Bernard Avishai asks some questions that too few Jews in the public sphere are considering:
I confess feeling a twinge of pathos when I heard on Reshet Bet radio this morning how Benjamin Netanyahu told his AIPAC audience in Washington that the Jewish people were building Jerusalem 3000 years ago, would continue doing so today, and then hearing the crowd roar its delight.
These are not stupid people. They are serious people. They know, surely, that the construction in contention is in East Jerusalem neighborhoods that threaten to entirely cut off 300,000 Palestinians from their families and commercial opportunities in the West Bank. They know that any effort to keep these neighborhoods, or preserve the status quo, will result in Bosnian style violence. They know that this violence would further undermine American interests in the region.
They know that 41% of Israelis (its professional elites, disproportionately) oppose this construction, even if a slightly larger number favor it, so that, at best, continuing Netanyahu’s policy will tear the country apart. They know that Israeli governments have wasted $17 billion on a settlement project that might have been invested in Israel proper, including West Jerusalem. They know that Israel has no way of remaining a democracy if settlements continue and a peace deal, including partition of Jerusalem, is not forthcoming. (Kadima’s Haim Ramon followed the report of Netanyahu’s speech on Reshet Bet and made all of these points himself.)
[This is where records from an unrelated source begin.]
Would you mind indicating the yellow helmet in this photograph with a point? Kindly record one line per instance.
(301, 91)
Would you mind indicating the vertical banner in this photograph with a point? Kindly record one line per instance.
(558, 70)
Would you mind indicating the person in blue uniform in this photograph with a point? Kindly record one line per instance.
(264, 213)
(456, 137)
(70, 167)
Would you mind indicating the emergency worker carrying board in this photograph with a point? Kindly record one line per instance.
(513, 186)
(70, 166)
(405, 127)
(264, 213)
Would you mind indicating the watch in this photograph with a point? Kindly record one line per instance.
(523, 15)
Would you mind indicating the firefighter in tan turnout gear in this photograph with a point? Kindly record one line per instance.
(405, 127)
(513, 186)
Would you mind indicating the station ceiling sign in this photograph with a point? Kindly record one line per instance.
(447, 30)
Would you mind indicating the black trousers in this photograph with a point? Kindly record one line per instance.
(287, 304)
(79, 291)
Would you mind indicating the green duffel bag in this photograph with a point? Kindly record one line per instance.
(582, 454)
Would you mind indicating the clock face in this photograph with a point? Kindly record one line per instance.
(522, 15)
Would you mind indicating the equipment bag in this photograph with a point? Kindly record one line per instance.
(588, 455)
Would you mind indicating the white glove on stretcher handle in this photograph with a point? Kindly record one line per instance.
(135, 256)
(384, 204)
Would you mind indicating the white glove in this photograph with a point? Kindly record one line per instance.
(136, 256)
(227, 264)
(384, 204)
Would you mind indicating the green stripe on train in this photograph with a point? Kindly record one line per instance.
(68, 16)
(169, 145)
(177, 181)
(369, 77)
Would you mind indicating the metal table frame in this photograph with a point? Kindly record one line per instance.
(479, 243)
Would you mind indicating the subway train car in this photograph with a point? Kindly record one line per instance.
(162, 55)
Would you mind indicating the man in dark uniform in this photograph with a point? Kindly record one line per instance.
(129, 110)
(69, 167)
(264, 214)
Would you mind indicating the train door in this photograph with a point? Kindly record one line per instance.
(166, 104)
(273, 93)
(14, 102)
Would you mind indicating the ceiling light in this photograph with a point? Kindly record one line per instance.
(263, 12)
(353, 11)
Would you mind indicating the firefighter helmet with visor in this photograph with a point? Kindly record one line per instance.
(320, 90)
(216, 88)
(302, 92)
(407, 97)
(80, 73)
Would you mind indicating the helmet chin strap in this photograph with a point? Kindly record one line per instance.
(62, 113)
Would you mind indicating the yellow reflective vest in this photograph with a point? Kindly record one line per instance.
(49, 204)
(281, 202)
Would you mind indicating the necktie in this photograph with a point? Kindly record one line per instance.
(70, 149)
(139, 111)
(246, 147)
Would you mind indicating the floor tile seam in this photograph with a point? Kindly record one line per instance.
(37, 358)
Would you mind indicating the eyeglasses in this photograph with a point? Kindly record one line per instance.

They know that, as Ehud Olmert told me himself, he and Palestinian President Abbas had already held advanced discussions over a formula for sharing Jerusalem; that his formula entailed keeping the city physically intact, but allowing Palestinian neighborhoods to revert to the sovereignty of a Palestinian state, while the Holy Basin fell under the custodianship of Israel, the United States, and Arab countries, including Palestine. They know that Jerusalem would, ideally, be a capital for two highly interdependent states; and that whether or not Jerusalem will be an international city in any formal sense, it’s security in the long run will require the presence of international forces.
They also know, finally, that American Jews have about as much in common with King David’s iron age Israelites as American Chinese have with the Shang Dynasty. They know that it was the fanaticism and corruption of Judean kingdoms that lost Jerusalem. They know that, since then, normative Judaism has seen Jerusalem as a moral ideal, like Utopia, not a material place; and that Zionism was meant to valorize a modern Jewish nation, not an ancient land. They know that the Passover festival begins next week, and Jews everywhere will explain to their children why freedom is a universal principle. So what exactly were they cheering?
I do not mean to ask this question cynically. There is some kind of hole in the heart that backing Netanyahu over “Jerusalem” seems to be filling. There are intelligent and decent people gathered at AIPAC, and many young people who are eager to stand for something. What is it, other than the insistence that they, who “didn’t do anything,” fiercely admire Israelis who did something?